Truthahngeier werden etwa 70 cm groß, bis zu 2 kg schwer und erreichen eine Flügelspannweite bis zu 1,80 m. Ihr Gefieder ist braun-schwarz glänzend und der Kopf ist wie bei einem Truthahn klein, nackt, rot und faltig. Als Neuweltgeier leben sie in weiten Teilen Nord- und Südamerikas und ernähren sich von Aas.
German Alonso war an dem Projekt sofort interessiert und nach knapp zwei Monaten Sondertrainings spürte Sherlock auf einem 30 Quadratmeter großen Rasenstück auf Kommando eine Leichenattrappe auf.
Das Training wurde intensiviert und das Aufspüren von Leichenattrappen mit einer Erfolgsquote von mittlerweile 99 % wurde bald fester Bestandteil der Vogel-Flugshow in Walsrode! Sherlock wird auf mehrere Schlüsselreize konditioniert: So werden entweder Stücke von Leichentüchern in Rasenlöchern versteckt oder in gelben Plastikbechern, die mit einer Beutetier-Attrappe beklebt sind. Als Belohnung bekommt Sherlock ein Stück Rinderherz.
Einziges Problem: Meistens läuft Sherlock auf der Suche nach den Leichentüchern nur über den Rasen, anstatt die Suche aus der Luft aufzunehmen.
In einem echten Kriminalfall würde die Leichensuche dadurch natürlich viel zu lange dauern. Einzelne Truthahngeier sind normalerweise eher „Schissgeier“ was das Fliegen betrifft. Sie brauchen große Gruppen von Artgenossen, um sich gegenseitig beim in-die-Lüfte-Schwingen zu unterstützen. Einmal in der Luft sind sie dann aber umso effektiver, wenn sie in Schwärmen – immer in Sichtkontakt – auf Aas-Suche gehen.
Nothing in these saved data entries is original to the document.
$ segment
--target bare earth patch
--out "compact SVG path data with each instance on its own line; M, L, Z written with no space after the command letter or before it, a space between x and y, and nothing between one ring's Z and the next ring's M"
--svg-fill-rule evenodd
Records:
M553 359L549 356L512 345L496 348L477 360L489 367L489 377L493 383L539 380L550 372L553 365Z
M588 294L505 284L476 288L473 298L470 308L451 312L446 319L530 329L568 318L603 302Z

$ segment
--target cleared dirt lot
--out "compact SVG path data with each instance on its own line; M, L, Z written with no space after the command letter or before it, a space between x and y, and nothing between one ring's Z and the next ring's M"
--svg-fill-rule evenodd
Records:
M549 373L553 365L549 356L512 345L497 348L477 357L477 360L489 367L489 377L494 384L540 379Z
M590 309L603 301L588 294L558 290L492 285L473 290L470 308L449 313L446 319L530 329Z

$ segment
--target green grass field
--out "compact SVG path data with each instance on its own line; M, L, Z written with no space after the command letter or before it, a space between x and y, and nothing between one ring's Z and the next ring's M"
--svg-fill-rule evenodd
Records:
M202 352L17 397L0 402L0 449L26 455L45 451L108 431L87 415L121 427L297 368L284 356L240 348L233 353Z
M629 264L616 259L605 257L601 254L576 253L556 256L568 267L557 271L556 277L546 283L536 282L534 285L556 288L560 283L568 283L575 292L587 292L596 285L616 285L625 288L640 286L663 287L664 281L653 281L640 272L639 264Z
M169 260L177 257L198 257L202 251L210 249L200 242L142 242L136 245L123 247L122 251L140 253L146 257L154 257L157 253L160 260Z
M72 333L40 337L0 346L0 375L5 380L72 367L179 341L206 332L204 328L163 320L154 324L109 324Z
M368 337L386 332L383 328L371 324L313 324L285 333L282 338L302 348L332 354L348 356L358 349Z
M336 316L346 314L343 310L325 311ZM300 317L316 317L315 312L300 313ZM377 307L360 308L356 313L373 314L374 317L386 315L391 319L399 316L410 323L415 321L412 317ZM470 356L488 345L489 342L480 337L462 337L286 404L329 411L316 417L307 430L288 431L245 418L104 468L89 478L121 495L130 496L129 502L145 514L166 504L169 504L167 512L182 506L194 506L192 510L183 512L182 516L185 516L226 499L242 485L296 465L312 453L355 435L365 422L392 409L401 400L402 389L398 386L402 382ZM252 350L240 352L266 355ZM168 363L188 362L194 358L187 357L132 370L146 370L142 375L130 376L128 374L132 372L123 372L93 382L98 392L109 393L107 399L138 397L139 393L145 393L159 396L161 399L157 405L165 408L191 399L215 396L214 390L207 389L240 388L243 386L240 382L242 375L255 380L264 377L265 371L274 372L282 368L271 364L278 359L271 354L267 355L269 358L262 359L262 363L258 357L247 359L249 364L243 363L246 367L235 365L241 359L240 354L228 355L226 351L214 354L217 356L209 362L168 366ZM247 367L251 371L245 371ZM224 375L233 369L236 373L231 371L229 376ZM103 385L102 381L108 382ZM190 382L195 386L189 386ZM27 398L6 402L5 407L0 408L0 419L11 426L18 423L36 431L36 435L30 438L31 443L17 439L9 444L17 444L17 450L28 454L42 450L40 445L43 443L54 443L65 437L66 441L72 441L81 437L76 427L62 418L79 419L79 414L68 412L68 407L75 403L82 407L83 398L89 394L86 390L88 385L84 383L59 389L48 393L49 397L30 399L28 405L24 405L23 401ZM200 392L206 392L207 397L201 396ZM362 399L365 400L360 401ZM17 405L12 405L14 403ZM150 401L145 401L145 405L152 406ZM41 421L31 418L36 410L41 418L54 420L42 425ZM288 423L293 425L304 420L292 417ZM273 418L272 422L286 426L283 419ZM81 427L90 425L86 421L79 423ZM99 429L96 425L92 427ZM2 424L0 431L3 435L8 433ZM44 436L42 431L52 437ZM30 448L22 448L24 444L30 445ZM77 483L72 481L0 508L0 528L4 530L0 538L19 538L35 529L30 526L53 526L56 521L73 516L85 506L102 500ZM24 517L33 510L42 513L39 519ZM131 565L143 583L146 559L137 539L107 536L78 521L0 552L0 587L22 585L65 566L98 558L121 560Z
Aus diesem Grunde wurde nach weiteren zahmen Truthahngeiern Ausschau gehalten. Da diese Geier-Art in Zoos aber sehr selten gehalten wird, erwies sich die Suche als sehr schwierig. Letztendlich war es der österreichische Vogelpark Turnersee, der im Juli 2010 zwei weiße, flauschige Truthahngeier-Küken in die Obhut des Weltvogelparks Walsrode übergab. Damit wurde der Grundstein für die „Flugstaffel Walsrode“ gelegt. Zusammen mit Leitvogel Sherlock nehmen die Junggeier das Polizei-Training auf und werden hoffentlich schon bald genau so fit wie ihr Anführer sein. Wann die Truthahngeier-Staffel wirklich für die Leichensuche einsatzbereit ist und ob die Polizei tatsächlich auf ihre Hilfe zurückgreifen wird steht noch nicht definitiv fest. Bis dahin müssen noch einige Dinge erforscht und geklärt werden. Zum Beispiel die Frage, ob Geier tatsächlich Menschenleichen von Tierleichen am Geruch unterscheiden können. Nicht, dass sie nachher über jedem totgefahrenen Tier ihre Kreise ziehen. Sollten die Geier jedoch zum Einsatz kommen, so werden sie mit GPS-Sendern ausgestattet und können in kürzerer Zeit wesentlich größere Suchgebiete überfliegen als Polizeihunde vom Boden aus durchsuchen könnten.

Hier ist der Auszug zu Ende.